Chestnut makes a point of being available, keeping office hours at GMHC from 11 a.m. to 1 p.m. on Tuesdays through Fridays. People can also call her direct line or email and she’ll arrange to meet them. “I try to make sure they stay safe and healthy,” she said.
Women Empowering Women
Harm reduction for women can be overlooked when it comes to HIV prevention and safer substance use, so GMHC’s Women Empowering Women program serves women-identified clients who are living with HIV and have histories of substance use.
Melendez is one of three GMHC counselors for the program, which meets Mondays through Fridays in both English and Spanish. Migdalia Martinez leads the Spanish-speaking group, and Durell Knights co-leads the English-speaking one with Melendez. Knights also facilitates the Methamphetamine Ryan White Harm Reduction Services program for crystal meth users, which is a sex-positive space to learn about safer usage for gay and bisexual men and transgender women.
“I have a real rapport with the women I serve on my caseload,” said Melendez. “For some, the group is their only family.

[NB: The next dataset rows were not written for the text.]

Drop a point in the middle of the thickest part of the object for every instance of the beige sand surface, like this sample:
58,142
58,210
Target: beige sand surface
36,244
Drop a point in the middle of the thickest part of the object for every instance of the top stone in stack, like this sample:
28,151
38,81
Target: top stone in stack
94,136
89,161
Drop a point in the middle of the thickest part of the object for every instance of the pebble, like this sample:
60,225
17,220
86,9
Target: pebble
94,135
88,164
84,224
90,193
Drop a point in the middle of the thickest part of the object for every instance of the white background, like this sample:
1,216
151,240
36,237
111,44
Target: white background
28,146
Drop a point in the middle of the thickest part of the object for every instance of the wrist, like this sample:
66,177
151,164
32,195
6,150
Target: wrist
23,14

I say it’s okay just to put one step forward. We’re here for you. You’re not alone.”
Both the RE-CHARGE and Women Empowering Women groups are supportive communities where clients learn daily coping tools for situations that can trigger or increase substance use. “We talk about anything and everything in the group. It’s their safe space,” said Melendez. The conversation can be about how to deal with traumas like grief or sexual assault, but music therapy and daily meditations are also part of the mix. “Everything doesn’t have to be doom and gloom,” she said.

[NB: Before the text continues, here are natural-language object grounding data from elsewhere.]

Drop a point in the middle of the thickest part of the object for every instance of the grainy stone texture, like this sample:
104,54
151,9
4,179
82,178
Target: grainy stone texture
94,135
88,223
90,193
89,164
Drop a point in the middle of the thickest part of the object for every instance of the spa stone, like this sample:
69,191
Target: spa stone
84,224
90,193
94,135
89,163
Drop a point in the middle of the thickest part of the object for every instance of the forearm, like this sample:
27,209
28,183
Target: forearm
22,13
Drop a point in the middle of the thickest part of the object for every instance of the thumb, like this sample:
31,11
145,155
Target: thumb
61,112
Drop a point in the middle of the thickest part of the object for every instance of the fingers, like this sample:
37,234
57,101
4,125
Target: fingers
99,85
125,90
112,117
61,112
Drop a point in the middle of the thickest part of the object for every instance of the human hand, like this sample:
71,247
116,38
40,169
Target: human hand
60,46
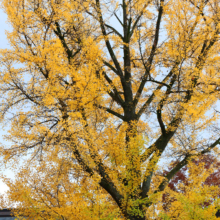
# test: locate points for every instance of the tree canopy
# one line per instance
(101, 95)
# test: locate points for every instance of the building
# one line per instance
(6, 214)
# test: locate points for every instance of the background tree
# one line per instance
(75, 83)
(184, 186)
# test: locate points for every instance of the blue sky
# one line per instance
(3, 44)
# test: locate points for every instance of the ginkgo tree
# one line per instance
(115, 88)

“When clients share milestones completed–that they’ve returned to the workforce or are back in school, are no longer in the shelter system and have their own apartment–it lets me know that the work I’m doing is very important,” she said. Melendez, who has served on GMHC’s staff for a decade, first joined the agency as a volunteer in 2004, motivated by friends and relatives who’d lost their own battles with HIV or substance use.

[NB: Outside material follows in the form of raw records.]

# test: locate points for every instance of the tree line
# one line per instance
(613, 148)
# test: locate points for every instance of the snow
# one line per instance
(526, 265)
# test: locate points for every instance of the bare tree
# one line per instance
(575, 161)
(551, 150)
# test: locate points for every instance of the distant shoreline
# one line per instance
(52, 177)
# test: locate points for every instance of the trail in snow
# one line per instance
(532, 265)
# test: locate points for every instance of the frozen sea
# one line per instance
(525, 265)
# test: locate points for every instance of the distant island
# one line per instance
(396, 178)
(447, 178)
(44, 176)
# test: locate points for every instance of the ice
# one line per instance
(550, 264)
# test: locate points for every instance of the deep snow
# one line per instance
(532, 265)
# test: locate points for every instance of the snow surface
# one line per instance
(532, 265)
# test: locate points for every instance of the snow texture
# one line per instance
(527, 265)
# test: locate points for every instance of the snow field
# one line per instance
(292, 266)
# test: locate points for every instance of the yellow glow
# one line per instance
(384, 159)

She and her co-workers take their work to the streets, visiting shelters and methadone clinics in New York City’s five boroughs that have a high population of women. “It could be women we see in the street–or someone just coming out of prison with an HIV diagnosis. We let them know that if they need help, they can come to GMHC for a food pantry bag, HIV care, a Narcan kit, or fentanyl strips. GMHC is a one-stop shop,” she said.
“When I hear in the field that someone has stopped using, it makes me feel good,” Melendez said. “If I can turn one life around, I’m okay with that.”
“We’re all human. We all need support–to know you matter,” she added. “At GMHC, you’re not a number. You’re a person and you matter.”